Overview¶

Since the time of the last post about these data, my friends and I at the NYU couples lab have collect some actual Mousetracker data from online participants. In this post, I wrote some code to pre-process and clean the dataset.

Current project¶

As a refresher, we hypothesized that at any given time, individuals are concerned with:

their self-interest
their partner's interests
the interest of the group or dyad, or the relationship, or them as a pair

and these motives affect the way individuals choose to distribute resources.

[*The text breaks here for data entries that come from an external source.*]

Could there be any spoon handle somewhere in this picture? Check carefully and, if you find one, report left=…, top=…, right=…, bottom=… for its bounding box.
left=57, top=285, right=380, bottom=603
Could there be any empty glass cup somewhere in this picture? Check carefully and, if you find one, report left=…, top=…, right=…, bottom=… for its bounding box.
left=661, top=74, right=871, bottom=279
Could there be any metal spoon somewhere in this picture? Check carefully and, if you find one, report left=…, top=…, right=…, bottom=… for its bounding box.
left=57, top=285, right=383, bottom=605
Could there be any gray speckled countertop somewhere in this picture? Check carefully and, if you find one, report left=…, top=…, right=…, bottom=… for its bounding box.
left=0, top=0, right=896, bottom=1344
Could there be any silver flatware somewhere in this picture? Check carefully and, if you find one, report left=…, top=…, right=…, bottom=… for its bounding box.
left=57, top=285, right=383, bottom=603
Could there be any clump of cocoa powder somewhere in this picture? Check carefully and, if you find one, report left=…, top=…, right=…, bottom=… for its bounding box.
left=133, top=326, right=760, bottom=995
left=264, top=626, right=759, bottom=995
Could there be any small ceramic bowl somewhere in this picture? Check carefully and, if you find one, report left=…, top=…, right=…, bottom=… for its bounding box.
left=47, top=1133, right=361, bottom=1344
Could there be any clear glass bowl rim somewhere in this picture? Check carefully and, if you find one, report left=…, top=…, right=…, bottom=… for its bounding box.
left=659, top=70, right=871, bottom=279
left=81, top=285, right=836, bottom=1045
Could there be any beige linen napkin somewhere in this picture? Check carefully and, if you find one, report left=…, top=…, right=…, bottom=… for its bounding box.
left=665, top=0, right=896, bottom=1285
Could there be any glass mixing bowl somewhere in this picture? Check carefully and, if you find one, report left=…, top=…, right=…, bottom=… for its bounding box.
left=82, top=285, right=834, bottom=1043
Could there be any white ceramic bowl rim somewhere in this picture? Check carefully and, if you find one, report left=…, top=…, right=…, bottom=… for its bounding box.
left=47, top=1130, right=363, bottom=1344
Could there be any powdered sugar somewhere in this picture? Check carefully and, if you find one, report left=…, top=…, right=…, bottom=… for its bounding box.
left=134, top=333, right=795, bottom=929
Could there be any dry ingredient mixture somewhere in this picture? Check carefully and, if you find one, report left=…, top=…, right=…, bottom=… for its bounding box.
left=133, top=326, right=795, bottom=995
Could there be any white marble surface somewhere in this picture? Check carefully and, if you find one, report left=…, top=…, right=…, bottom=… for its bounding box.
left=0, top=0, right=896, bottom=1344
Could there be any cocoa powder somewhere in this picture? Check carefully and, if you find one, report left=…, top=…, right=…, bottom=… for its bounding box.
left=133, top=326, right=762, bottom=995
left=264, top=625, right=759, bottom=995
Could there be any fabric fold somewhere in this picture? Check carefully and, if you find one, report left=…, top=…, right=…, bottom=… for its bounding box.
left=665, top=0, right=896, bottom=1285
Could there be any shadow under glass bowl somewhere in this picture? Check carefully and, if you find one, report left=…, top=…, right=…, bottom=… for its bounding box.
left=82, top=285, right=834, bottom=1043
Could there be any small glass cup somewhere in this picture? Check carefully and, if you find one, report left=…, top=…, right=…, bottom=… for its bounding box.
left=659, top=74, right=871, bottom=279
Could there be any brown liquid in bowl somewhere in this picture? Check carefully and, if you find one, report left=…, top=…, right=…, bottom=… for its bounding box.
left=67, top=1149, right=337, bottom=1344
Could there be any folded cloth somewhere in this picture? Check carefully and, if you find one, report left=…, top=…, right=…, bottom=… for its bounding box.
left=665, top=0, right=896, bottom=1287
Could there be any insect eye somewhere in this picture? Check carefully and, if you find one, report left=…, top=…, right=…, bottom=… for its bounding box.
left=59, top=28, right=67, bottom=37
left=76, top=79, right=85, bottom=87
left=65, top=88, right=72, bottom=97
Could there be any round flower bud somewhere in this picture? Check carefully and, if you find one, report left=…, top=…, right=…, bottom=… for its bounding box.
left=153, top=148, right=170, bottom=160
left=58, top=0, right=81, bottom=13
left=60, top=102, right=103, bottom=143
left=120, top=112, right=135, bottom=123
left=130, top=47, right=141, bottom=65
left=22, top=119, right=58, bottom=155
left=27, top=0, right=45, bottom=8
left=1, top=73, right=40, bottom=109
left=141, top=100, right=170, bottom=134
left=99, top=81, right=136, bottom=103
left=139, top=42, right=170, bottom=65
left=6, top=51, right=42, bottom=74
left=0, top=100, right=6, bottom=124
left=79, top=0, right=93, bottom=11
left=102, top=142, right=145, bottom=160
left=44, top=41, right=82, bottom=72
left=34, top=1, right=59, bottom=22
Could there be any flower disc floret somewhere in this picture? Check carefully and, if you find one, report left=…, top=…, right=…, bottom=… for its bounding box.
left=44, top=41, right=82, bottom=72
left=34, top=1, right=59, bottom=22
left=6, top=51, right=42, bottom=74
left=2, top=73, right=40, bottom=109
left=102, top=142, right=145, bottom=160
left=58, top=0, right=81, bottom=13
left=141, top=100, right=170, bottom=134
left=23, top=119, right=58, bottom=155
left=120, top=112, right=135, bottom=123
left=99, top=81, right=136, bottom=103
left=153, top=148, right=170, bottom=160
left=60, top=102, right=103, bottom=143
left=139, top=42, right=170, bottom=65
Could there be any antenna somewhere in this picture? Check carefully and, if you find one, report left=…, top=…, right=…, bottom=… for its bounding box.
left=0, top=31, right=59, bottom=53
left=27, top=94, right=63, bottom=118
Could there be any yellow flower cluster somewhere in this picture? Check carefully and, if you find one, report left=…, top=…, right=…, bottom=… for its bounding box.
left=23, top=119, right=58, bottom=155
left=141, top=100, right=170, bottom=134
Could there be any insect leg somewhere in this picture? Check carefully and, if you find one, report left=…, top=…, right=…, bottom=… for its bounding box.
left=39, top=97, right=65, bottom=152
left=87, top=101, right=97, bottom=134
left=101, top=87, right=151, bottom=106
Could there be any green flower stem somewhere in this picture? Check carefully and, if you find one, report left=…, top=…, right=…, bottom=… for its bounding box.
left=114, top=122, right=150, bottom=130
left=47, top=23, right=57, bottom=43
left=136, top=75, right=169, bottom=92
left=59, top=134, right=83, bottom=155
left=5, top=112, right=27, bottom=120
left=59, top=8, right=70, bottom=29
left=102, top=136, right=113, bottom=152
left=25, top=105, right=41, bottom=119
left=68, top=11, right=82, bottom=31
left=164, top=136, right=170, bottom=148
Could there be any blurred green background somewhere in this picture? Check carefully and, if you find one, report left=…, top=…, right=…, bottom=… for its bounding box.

To distinguish between these three motives, we generated three sets of stimuli using poker chips that pit each of these motives against each other:

The first set of stimuli pit participants' self-interest against the interests of their partner.
The second set of stimuli pits a participant's concern for the interest of their partner vs. their own self interest and the group's interest.
The last set of stimuli pit participants' self-interest against that of their partner and the group.

The data¶

The data come in a person-period dataset. This is a "long" format where each participant has multiple rows that represent each trial of the experiment (there were 60 or so trials). However, each row also contains multiple columns each representing a bin of average locations the participant's mouse pointer was during that time span. There are ~100 such bins.

In other words, each participant made 60 choices, and their mouse positions were averaged into ~100 time points per trial.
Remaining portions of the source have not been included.